Organic chicken is fattier and less nutritious than standard chicken, new research claims.

The University of Strathclyde's scientists said tests on supermarket-bought chicken breasts showed organic ones contained fewer Omega-3 fatty acids and lower antioxidant levels that affect the taste, despite the price tag on an organic bird, which is two times higher than conventional chicken.

Shoppers may be better off buying free-range or broiler chickens, said Alistair Paterson, author of the study. "There's no guarantee that chicken gives you more Omega-3, better taste or a lower cholesterol level."

The Soil Association has angrily dismissed the report as bad science. A spokesman said the study was based on two organic chicken breasts compared with seven conventional and free-range ones.

"You've got to take the conclusions with a pinch of salt. It is unscientific to suggest that any data based on the analysis of two samples, the source and age of which are unidentified, can provide valid information about the nutritional content of organic and non-organic chickens."

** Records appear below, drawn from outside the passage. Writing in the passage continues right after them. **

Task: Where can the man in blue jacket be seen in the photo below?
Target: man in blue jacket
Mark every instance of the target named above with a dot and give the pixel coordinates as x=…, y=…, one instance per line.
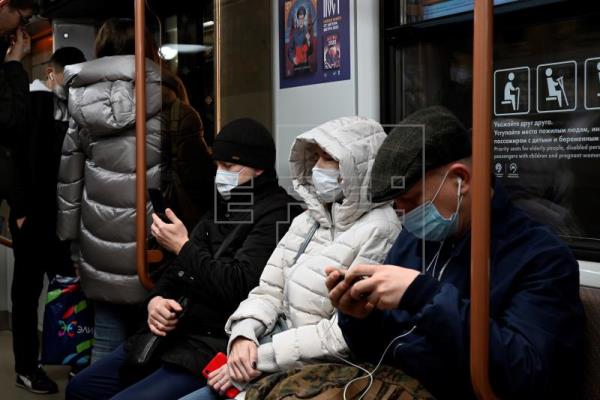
x=536, y=317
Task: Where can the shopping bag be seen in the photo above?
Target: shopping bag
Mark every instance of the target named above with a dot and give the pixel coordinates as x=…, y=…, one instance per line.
x=68, y=324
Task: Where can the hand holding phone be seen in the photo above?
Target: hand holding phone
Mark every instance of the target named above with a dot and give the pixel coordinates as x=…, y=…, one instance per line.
x=158, y=204
x=217, y=362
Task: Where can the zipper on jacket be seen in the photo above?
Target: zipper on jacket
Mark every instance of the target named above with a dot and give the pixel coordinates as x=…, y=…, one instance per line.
x=332, y=222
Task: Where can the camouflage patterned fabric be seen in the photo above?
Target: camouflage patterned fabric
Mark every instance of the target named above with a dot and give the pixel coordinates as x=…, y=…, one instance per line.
x=327, y=382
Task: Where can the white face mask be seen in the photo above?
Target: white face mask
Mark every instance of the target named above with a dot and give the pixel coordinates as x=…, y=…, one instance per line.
x=226, y=181
x=326, y=182
x=60, y=91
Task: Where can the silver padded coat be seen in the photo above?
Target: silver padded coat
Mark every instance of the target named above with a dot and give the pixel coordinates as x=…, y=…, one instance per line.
x=96, y=189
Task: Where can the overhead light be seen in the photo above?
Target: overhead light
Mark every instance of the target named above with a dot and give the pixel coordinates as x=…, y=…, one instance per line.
x=172, y=49
x=167, y=52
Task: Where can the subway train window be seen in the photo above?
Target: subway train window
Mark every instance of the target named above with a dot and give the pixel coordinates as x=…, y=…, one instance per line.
x=546, y=123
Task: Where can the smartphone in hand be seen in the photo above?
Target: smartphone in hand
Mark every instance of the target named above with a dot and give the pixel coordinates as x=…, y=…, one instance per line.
x=158, y=204
x=217, y=362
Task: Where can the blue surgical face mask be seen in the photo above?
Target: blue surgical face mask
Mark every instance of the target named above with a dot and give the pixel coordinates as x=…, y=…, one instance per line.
x=327, y=185
x=426, y=222
x=226, y=181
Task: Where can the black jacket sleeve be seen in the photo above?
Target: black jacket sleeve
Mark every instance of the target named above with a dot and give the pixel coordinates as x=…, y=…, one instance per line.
x=224, y=281
x=14, y=101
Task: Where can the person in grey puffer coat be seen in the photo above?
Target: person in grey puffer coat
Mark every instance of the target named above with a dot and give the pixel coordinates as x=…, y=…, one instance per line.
x=96, y=189
x=288, y=320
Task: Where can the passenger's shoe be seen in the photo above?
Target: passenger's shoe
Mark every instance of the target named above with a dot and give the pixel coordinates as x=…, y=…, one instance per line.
x=37, y=382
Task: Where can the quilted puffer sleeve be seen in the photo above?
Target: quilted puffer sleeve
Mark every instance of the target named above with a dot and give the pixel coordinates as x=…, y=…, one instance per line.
x=258, y=314
x=324, y=340
x=70, y=184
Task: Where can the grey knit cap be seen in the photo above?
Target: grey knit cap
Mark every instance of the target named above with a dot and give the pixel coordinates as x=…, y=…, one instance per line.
x=400, y=162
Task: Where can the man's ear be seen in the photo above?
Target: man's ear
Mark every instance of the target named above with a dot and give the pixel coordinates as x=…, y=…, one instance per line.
x=462, y=171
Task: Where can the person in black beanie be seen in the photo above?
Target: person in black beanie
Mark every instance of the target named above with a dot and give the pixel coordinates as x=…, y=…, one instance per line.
x=216, y=267
x=413, y=312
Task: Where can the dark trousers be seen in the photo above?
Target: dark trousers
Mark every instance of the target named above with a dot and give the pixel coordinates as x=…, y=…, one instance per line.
x=101, y=381
x=37, y=252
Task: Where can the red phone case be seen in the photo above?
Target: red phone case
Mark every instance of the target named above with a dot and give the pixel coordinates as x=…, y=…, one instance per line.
x=217, y=362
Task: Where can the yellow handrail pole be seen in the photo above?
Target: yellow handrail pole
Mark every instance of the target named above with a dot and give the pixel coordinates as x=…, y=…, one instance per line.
x=218, y=54
x=481, y=201
x=140, y=144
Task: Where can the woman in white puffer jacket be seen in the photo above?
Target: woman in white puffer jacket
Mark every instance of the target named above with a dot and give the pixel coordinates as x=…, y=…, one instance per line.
x=287, y=320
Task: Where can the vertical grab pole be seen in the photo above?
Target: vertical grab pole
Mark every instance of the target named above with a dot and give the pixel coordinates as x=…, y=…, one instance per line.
x=218, y=54
x=481, y=204
x=140, y=144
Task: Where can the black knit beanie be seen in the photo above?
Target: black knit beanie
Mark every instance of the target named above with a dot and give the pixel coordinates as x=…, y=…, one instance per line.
x=245, y=142
x=402, y=160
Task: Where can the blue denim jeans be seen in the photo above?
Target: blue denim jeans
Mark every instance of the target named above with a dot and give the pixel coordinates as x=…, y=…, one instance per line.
x=203, y=394
x=101, y=381
x=113, y=324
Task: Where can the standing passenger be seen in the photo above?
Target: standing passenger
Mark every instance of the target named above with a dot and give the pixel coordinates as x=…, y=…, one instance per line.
x=36, y=246
x=217, y=264
x=187, y=169
x=97, y=176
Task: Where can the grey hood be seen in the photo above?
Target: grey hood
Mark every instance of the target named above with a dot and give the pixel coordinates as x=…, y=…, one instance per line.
x=353, y=142
x=102, y=93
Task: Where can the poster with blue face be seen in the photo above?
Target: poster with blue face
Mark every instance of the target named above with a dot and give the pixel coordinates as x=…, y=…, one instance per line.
x=314, y=42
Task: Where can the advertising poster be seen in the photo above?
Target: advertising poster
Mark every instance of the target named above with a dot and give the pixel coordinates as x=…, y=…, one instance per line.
x=546, y=141
x=314, y=42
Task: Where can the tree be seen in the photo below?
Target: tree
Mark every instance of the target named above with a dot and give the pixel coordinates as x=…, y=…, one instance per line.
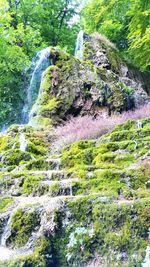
x=27, y=26
x=124, y=22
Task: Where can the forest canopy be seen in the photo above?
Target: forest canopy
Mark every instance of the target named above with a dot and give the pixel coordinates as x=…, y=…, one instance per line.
x=27, y=26
x=124, y=22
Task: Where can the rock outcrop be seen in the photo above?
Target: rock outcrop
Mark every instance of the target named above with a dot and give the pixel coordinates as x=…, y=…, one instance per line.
x=89, y=203
x=100, y=83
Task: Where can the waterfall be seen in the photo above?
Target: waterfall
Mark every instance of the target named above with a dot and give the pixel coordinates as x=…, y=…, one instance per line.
x=71, y=190
x=23, y=142
x=39, y=65
x=6, y=233
x=79, y=51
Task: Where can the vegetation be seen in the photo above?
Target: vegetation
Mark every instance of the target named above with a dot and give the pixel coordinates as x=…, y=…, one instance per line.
x=25, y=28
x=124, y=22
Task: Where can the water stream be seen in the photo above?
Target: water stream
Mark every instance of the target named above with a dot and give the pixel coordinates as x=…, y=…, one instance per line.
x=38, y=66
x=79, y=51
x=23, y=142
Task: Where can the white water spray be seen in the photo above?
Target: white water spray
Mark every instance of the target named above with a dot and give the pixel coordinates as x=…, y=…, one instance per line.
x=40, y=64
x=23, y=142
x=79, y=51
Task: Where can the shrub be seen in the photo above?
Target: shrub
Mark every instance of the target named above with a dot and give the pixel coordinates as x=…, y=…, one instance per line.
x=86, y=127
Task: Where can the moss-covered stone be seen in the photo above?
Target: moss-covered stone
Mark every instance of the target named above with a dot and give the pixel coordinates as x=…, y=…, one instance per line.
x=23, y=223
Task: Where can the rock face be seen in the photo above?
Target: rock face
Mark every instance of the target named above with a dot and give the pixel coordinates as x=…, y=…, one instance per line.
x=89, y=204
x=101, y=83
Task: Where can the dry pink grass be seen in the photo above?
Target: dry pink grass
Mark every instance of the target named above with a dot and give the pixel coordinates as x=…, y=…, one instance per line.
x=81, y=128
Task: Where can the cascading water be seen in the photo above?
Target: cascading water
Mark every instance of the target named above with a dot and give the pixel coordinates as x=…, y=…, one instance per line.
x=23, y=142
x=79, y=51
x=39, y=65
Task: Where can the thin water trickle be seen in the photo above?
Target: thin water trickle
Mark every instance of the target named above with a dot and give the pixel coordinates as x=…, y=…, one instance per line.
x=79, y=51
x=23, y=142
x=39, y=65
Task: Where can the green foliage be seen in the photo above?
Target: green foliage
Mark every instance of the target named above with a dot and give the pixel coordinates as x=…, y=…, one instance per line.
x=126, y=23
x=25, y=28
x=5, y=202
x=23, y=224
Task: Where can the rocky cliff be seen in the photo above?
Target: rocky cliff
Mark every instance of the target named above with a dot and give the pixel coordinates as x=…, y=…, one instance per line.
x=88, y=204
x=99, y=82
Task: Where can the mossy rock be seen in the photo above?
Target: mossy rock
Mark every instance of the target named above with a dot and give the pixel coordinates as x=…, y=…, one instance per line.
x=23, y=223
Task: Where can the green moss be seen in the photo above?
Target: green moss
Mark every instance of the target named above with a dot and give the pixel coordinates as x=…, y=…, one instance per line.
x=14, y=157
x=5, y=202
x=32, y=185
x=114, y=59
x=23, y=223
x=116, y=229
x=41, y=121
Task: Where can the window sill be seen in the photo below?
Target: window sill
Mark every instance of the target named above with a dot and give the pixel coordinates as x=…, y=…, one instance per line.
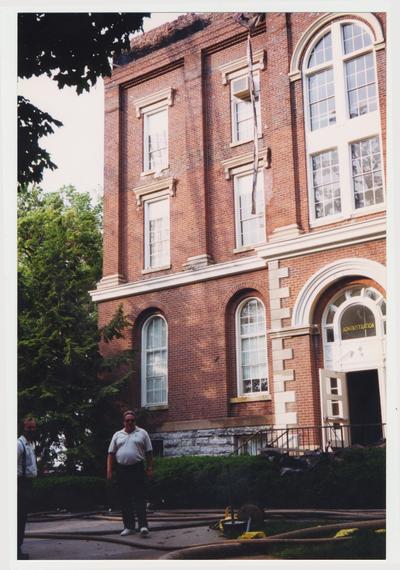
x=243, y=248
x=348, y=216
x=150, y=172
x=155, y=269
x=251, y=398
x=238, y=143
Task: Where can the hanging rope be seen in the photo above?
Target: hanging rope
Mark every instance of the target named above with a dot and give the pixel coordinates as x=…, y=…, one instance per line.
x=250, y=21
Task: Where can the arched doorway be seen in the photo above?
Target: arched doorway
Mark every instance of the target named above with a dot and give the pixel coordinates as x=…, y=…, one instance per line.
x=352, y=382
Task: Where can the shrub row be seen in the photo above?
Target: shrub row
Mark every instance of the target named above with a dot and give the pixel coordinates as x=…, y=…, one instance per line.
x=354, y=480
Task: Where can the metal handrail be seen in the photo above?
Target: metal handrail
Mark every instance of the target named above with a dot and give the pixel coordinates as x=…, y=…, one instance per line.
x=300, y=432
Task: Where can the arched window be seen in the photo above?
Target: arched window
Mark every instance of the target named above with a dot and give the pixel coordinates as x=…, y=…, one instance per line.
x=345, y=174
x=252, y=362
x=358, y=312
x=154, y=361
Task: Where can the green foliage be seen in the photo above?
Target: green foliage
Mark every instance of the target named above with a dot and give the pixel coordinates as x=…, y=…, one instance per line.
x=59, y=261
x=73, y=493
x=32, y=125
x=74, y=49
x=205, y=482
x=356, y=481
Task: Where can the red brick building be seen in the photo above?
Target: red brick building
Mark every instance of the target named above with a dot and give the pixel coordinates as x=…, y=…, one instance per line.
x=246, y=319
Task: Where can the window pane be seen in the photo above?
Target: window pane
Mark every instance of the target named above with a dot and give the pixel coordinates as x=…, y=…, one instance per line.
x=325, y=173
x=355, y=37
x=156, y=140
x=322, y=52
x=242, y=112
x=367, y=172
x=361, y=88
x=357, y=322
x=157, y=233
x=322, y=99
x=155, y=360
x=253, y=349
x=251, y=226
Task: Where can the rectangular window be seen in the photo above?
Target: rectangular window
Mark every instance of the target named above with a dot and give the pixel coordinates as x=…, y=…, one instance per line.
x=156, y=140
x=321, y=93
x=242, y=108
x=157, y=233
x=325, y=176
x=367, y=172
x=361, y=88
x=250, y=228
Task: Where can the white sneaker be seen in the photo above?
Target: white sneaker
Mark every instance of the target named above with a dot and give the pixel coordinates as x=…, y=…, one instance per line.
x=127, y=531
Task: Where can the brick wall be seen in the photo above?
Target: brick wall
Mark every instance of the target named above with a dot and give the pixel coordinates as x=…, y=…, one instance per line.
x=200, y=316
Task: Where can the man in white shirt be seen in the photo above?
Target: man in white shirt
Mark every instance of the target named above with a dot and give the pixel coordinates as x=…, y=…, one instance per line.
x=131, y=447
x=27, y=471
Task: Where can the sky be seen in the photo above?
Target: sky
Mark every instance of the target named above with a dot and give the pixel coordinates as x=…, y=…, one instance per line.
x=76, y=147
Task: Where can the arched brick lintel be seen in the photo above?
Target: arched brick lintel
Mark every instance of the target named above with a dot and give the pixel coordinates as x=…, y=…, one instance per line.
x=312, y=290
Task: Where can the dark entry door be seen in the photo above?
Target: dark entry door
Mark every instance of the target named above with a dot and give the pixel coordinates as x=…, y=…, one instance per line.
x=364, y=407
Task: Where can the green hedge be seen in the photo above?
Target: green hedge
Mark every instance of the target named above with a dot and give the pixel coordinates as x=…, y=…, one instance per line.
x=354, y=480
x=70, y=492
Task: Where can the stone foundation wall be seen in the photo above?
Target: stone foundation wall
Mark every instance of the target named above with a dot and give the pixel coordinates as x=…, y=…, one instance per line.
x=218, y=441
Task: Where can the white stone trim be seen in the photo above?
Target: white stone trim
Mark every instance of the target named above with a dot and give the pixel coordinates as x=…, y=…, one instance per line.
x=111, y=281
x=280, y=355
x=163, y=187
x=262, y=397
x=235, y=68
x=285, y=232
x=239, y=266
x=289, y=332
x=322, y=279
x=302, y=44
x=154, y=101
x=197, y=262
x=312, y=242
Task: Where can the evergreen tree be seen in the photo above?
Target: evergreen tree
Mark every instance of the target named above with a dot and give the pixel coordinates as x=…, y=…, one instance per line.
x=74, y=49
x=59, y=247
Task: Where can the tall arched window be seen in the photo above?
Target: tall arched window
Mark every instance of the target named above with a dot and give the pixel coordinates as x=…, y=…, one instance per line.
x=345, y=173
x=358, y=312
x=154, y=361
x=252, y=362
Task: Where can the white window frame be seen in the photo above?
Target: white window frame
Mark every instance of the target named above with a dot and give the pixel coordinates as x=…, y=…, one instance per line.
x=161, y=197
x=260, y=191
x=147, y=167
x=345, y=131
x=144, y=351
x=362, y=298
x=234, y=100
x=146, y=106
x=240, y=392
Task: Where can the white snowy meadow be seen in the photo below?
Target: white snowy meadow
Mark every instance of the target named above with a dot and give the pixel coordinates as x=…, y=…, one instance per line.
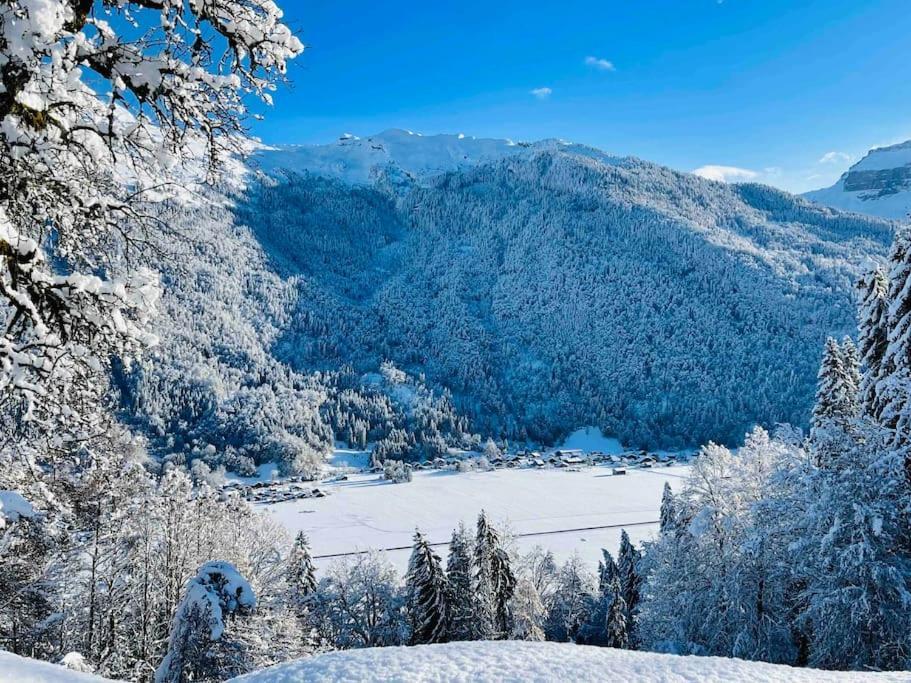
x=184, y=322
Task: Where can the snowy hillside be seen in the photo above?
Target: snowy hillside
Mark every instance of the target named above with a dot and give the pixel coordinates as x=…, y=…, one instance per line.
x=361, y=160
x=878, y=185
x=15, y=669
x=523, y=661
x=551, y=285
x=525, y=289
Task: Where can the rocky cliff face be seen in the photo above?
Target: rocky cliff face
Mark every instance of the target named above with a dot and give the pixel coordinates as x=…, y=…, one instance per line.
x=879, y=184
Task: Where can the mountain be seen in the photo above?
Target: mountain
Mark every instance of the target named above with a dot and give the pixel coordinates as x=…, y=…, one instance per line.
x=878, y=185
x=424, y=292
x=395, y=152
x=549, y=285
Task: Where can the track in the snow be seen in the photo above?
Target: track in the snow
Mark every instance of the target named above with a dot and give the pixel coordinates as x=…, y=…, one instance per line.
x=525, y=535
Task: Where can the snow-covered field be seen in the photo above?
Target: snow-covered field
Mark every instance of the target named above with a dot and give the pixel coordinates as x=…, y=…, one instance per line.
x=554, y=508
x=527, y=662
x=14, y=669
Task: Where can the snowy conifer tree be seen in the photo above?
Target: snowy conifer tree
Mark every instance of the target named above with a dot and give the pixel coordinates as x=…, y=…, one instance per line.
x=459, y=588
x=484, y=586
x=425, y=586
x=504, y=581
x=527, y=612
x=834, y=391
x=850, y=359
x=617, y=617
x=200, y=624
x=893, y=386
x=607, y=570
x=630, y=580
x=107, y=108
x=668, y=516
x=301, y=578
x=873, y=337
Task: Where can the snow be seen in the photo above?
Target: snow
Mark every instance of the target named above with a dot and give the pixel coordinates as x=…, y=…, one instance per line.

Other studies by the University of Perugia, Italy and the London Metropolitan University came to a different conclusion. They claim organic chicken contains more Omega-3 and has better muscle development than its battery equivalent.

The poultry industry wasn't ruffled over the study, either. "It's probably quite true," said Peter Bradnock, chief executive of the British Poultry Council.

"It's just a matter of taste. The point is, all poultry is very good for you and high in nutrients."

Organic chicken accounts for less than 1% of total annual sales - less than £20m a year. Free-range sales account for some 5.5% of sales, with the rest in conventional broilers.